The bare possibility of resurrection is a scary thing to contemplate. Resurrection means life as we know it will never be the same again.

The women who had seen Jesus die on a cross could not have been prepared for what they would find in the form of an empty tomb that first Easter morning.  So they went out and fled from the tomb, for terror and amazement had seized them; and they said nothing to anyone, for they were afraid.

To tell the truth, resurrection can be scarier than death itself sometimes. I know this because these days I’m a hospice chaplain. I sit at deathbeds and hold the hands of dying people who tell me about their hopes and fears and everything in between. And, for every time I affirm the truth of the resurrection some day for those to whom I minister, I am also aware that just about every time I do so, the person before me will die.

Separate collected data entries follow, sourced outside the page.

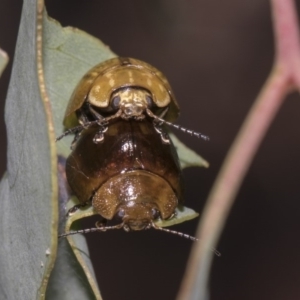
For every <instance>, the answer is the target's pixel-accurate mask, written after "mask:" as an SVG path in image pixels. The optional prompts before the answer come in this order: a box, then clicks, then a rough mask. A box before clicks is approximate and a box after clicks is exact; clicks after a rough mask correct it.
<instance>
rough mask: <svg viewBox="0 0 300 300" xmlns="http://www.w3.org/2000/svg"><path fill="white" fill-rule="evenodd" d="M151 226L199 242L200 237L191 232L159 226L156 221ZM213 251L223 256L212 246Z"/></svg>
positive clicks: (216, 254)
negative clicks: (198, 236)
mask: <svg viewBox="0 0 300 300" xmlns="http://www.w3.org/2000/svg"><path fill="white" fill-rule="evenodd" d="M151 226H152V228H154V229H157V230H161V231H164V232H168V233H172V234H175V235H178V236H180V237H183V238H185V239H188V240H191V241H193V242H199V239H197V238H196V237H194V236H191V235H189V234H186V233H182V232H180V231H175V230H171V229H167V228H163V227H159V226H157V225H155V224H154V223H152V224H151ZM211 251H213V252H214V253H215V254H216V255H217V256H221V253H220V252H219V251H218V250H217V249H215V248H212V249H211Z"/></svg>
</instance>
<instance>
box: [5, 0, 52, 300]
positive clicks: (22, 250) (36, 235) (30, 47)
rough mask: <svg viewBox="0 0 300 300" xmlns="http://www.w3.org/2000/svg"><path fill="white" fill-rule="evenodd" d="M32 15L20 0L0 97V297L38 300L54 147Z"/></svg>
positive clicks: (46, 252) (42, 266) (50, 249)
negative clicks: (2, 137) (0, 126)
mask: <svg viewBox="0 0 300 300" xmlns="http://www.w3.org/2000/svg"><path fill="white" fill-rule="evenodd" d="M36 12H37V4H36V1H35V0H25V1H24V4H23V10H22V16H21V22H20V29H19V34H18V40H17V44H16V51H15V59H14V63H13V68H12V74H11V81H10V84H9V90H8V94H7V99H6V107H5V121H6V126H7V137H8V155H7V160H8V162H7V164H8V165H7V173H6V175H5V177H4V178H3V179H2V182H1V188H0V193H1V208H2V210H1V211H2V216H1V218H0V220H1V221H0V222H1V223H0V227H1V229H0V238H1V247H0V269H1V272H0V299H25V300H32V299H36V298H38V299H43V298H44V287H45V286H44V282H46V281H47V278H48V277H49V272H50V270H51V269H52V266H53V264H54V259H55V253H56V247H57V199H56V197H57V179H56V162H55V161H53V157H55V153H54V150H55V148H54V147H55V145H54V141H51V140H53V137H52V136H51V134H52V135H53V132H52V133H51V128H52V127H53V125H52V122H51V119H49V113H50V112H49V109H48V107H47V104H46V102H45V101H46V100H45V99H44V98H43V97H42V96H41V89H40V84H39V77H38V72H37V48H36V22H37V18H36Z"/></svg>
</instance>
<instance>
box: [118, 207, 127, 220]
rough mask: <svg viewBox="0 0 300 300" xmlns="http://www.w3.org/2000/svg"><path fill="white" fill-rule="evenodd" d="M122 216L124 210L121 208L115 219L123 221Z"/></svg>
mask: <svg viewBox="0 0 300 300" xmlns="http://www.w3.org/2000/svg"><path fill="white" fill-rule="evenodd" d="M124 216H125V210H124V209H123V208H121V209H120V210H119V211H118V212H117V215H116V217H117V218H119V219H121V220H123V218H124Z"/></svg>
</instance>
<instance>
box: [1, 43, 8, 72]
mask: <svg viewBox="0 0 300 300" xmlns="http://www.w3.org/2000/svg"><path fill="white" fill-rule="evenodd" d="M8 60H9V59H8V55H7V54H6V52H4V51H3V50H2V49H1V48H0V77H1V75H2V73H3V71H4V69H5V67H6V65H7V63H8Z"/></svg>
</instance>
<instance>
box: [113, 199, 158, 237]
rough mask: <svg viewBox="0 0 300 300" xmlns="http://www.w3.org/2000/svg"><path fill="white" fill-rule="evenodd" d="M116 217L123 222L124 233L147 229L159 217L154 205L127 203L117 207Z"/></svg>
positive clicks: (143, 203) (151, 203) (150, 225)
mask: <svg viewBox="0 0 300 300" xmlns="http://www.w3.org/2000/svg"><path fill="white" fill-rule="evenodd" d="M116 216H117V218H120V219H121V220H122V221H123V224H124V226H123V229H124V230H125V231H130V230H144V229H149V228H150V227H151V224H152V222H153V221H154V220H156V219H157V218H158V217H159V211H158V208H157V206H156V205H155V204H154V203H134V202H133V201H129V202H127V203H126V204H123V205H121V206H120V207H119V209H118V211H117V214H116Z"/></svg>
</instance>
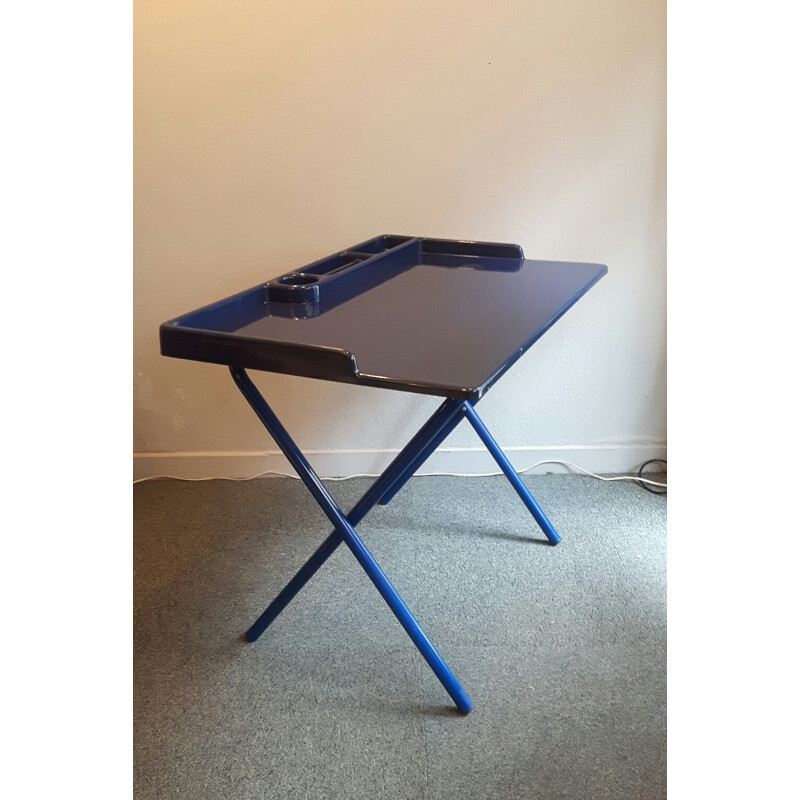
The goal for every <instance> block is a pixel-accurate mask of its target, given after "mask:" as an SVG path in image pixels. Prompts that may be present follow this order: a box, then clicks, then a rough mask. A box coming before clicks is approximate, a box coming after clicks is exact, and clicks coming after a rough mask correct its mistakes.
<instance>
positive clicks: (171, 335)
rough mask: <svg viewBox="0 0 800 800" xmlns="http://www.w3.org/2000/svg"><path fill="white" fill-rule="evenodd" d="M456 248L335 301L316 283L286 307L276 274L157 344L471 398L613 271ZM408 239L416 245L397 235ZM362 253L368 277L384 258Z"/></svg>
mask: <svg viewBox="0 0 800 800" xmlns="http://www.w3.org/2000/svg"><path fill="white" fill-rule="evenodd" d="M383 238H387V237H383ZM394 238H396V239H402V238H403V237H394ZM405 240H407V241H411V242H423V243H424V242H425V241H433V242H441V241H444V240H411V239H410V237H405ZM371 241H375V240H371ZM365 244H367V245H369V244H370V243H365ZM455 244H458V245H461V246H463V248H464V251H465V254H464V256H463V257H459V256H458V255H456V256H449V255H448V256H446V257H445V256H444V255H443V254H442V252H440V253H438V254H437V253H436V252H431V253H430V254H427V253H426V252H424V244H423V245H422V247H418V246H417V251H418V252H416V253H415V254H412V255H411V256H409V257H408V258H407V259H406V260H409V259H410V260H411V261H413V262H414V263H410V264H401V268H397V269H395V268H393V271H392V274H391V275H390V276H389V277H388V278H386V279H384V280H383V281H382V282H378V283H377V285H371V286H369V287H368V288H366V289H365V290H361V291H357V290H354V289H349V290H346V291H345V293H344V296H340V297H338V298H337V299H336V301H335V302H334V301H333V298H334V296H335V295H334V293H333V292H331V294H330V297H331V300H332V302H331V303H330V306H329V307H326V305H325V298H326V295H325V284H324V283H323V282H321V281H320V282H318V283H319V286H320V288H319V292H318V293H317V295H316V296H314V297H312V298H311V301H308V302H307V301H306V300H304V299H303V298H299V299H298V298H295V302H294V304H293V306H292V308H293V309H294V310H291V309H290V310H289V311H287V306H286V303H285V302H276V301H275V300H274V299H272V298H271V296H270V294H269V289H268V287H269V286H270V285H272V283H274V282H270V283H268V284H266V285H262V286H259V287H254V288H253V289H251V290H248V291H247V292H243V293H242V294H240V295H236V296H235V297H234V298H228V299H227V300H226V301H220V303H218V304H213V305H211V306H207V307H205V309H201V310H199V311H197V312H192V313H191V314H188V315H185V316H183V317H180V318H178V319H177V320H173V321H171V322H169V323H165V324H164V325H163V326H162V352H163V353H164V354H165V355H174V356H177V357H181V358H192V359H195V360H200V361H212V362H214V363H224V364H229V365H233V366H243V367H253V368H256V369H267V370H271V371H276V372H286V373H289V374H297V375H307V376H310V377H319V378H324V379H329V380H339V381H346V382H351V383H360V384H365V385H371V386H383V387H385V388H395V389H401V390H405V391H417V392H423V393H426V394H438V395H445V396H451V397H467V398H472V399H476V398H477V397H480V396H481V395H482V394H483V393H484V392H485V391H486V389H488V387H489V386H491V385H492V383H494V381H495V380H497V378H499V377H500V375H501V374H503V372H505V371H506V370H507V369H508V368H509V367H510V366H511V364H513V363H514V362H515V361H516V360H517V359H518V358H519V356H520V355H522V353H523V352H525V350H527V348H528V347H530V346H531V344H533V342H534V341H536V339H538V338H539V336H541V335H542V334H543V333H544V332H545V331H546V330H547V329H548V328H549V327H550V326H551V325H552V324H553V323H554V322H555V321H556V320H557V319H558V318H559V317H560V316H561V315H562V314H563V313H564V312H566V311H567V310H568V309H569V308H570V307H571V306H572V305H573V304H574V303H575V302H577V300H578V299H579V298H580V297H581V296H582V295H583V294H584V293H586V292H587V291H588V290H589V289H590V288H591V287H592V286H593V285H594V284H595V283H596V282H597V281H598V280H599V279H600V278H602V277H603V275H605V273H606V272H607V269H606V267H605V266H603V265H600V264H582V263H565V262H553V261H533V260H525V259H524V258H523V257H522V251H521V249H519V250H518V255H516V256H514V255H513V253H511V257H507V258H504V257H503V256H502V255H501V256H498V255H497V254H491V255H487V256H485V257H482V256H480V255H477V256H475V257H470V256H469V255H467V254H466V249H467V248H466V246H467V245H469V244H470V243H455ZM402 247H411V248H414V247H415V245H414V244H413V243H412V244H411V245H408V246H407V245H405V244H404V243H402V242H401V244H400V246H399V247H398V249H400V248H402ZM431 247H432V249H433V250H434V251H435V250H436V247H437V246H436V245H432V246H431ZM438 247H439V249H440V250H442V251H443V250H444V249H446V248H444V246H442V245H438ZM504 247H505V246H504ZM508 247H513V246H508ZM450 249H457V248H455V247H454V248H450ZM352 251H353V252H358V251H356V248H352ZM367 252H369V251H367ZM348 257H349V256H348ZM331 258H333V257H331ZM337 258H338V262H337V266H336V268H335V269H336V270H338V271H337V272H336V273H335V274H336V275H346V273H347V271H348V269H352V267H348V266H347V263H346V258H344V256H338V257H337ZM448 259H450V260H449V263H447V262H448ZM459 259H460V260H459ZM328 260H330V259H328ZM343 260H344V261H345V266H344V268H342V266H341V264H340V263H339V262H342V261H343ZM365 261H366V259H362V263H361V264H360V265H359V267H358V268H359V269H361V271H362V273H364V274H365V275H366V274H368V273H369V271H370V270H372V272H373V274H374V273H375V272H377V270H378V269H380V265H381V258H372V261H374V266H371V264H370V262H368V261H367V262H366V263H364V262H365ZM429 261H430V262H433V263H428V262H429ZM442 261H445V262H446V263H445V264H443V263H442ZM317 263H322V262H317ZM312 267H313V265H312ZM299 274H310V275H314V273H313V272H310V273H308V272H306V270H305V269H304V270H302V271H296V272H295V273H292V275H294V276H295V277H294V278H292V280H294V281H297V280H298V278H297V277H296V276H297V275H299ZM333 277H334V276H333V274H332V275H331V278H330V281H331V283H330V284H329V286H334V284H333ZM309 281H311V279H309ZM360 283H362V285H363V282H360ZM308 285H313V284H311V283H309V284H308ZM344 285H345V282H344V280H342V286H344ZM295 286H296V287H301V286H303V284H302V283H299V282H298V283H296V284H295ZM309 302H310V303H311V305H309ZM314 304H316V306H315V305H314Z"/></svg>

Death is all around us. We all die. It’s the reality of this world. In some cases death is easier to become accustomed to than resurrection. And grief? Grief can so often settle into complacent ennui with the way things are. The way things will always be.

But resurrection is a disruption in everything we’ve come to know and accept. It’s a disruption in living life on our own terms, even if those terms are less than ideal, less than whole, less than what’s better and more breathtakingly real for us. For this reason, maybe, we, too, are afraid and go running from the empty tomb.

This Easter morning, what are we most afraid of about a God who raises Jesus from the dead? Are we afraid this God might invite us to ditch old patterns of relating to ourselves and to our neighbors? Are we afraid that a God who rises from the dead might take these weary souls of ours and breathe new life into them? Are we afraid that a God who rises from the dead might ask us to do something heroic or out-of-the-ordinary, because the Resurrection actually means this God is invested in us and in how we live?

It’s Easter! Christ is risen! Don’t be afraid.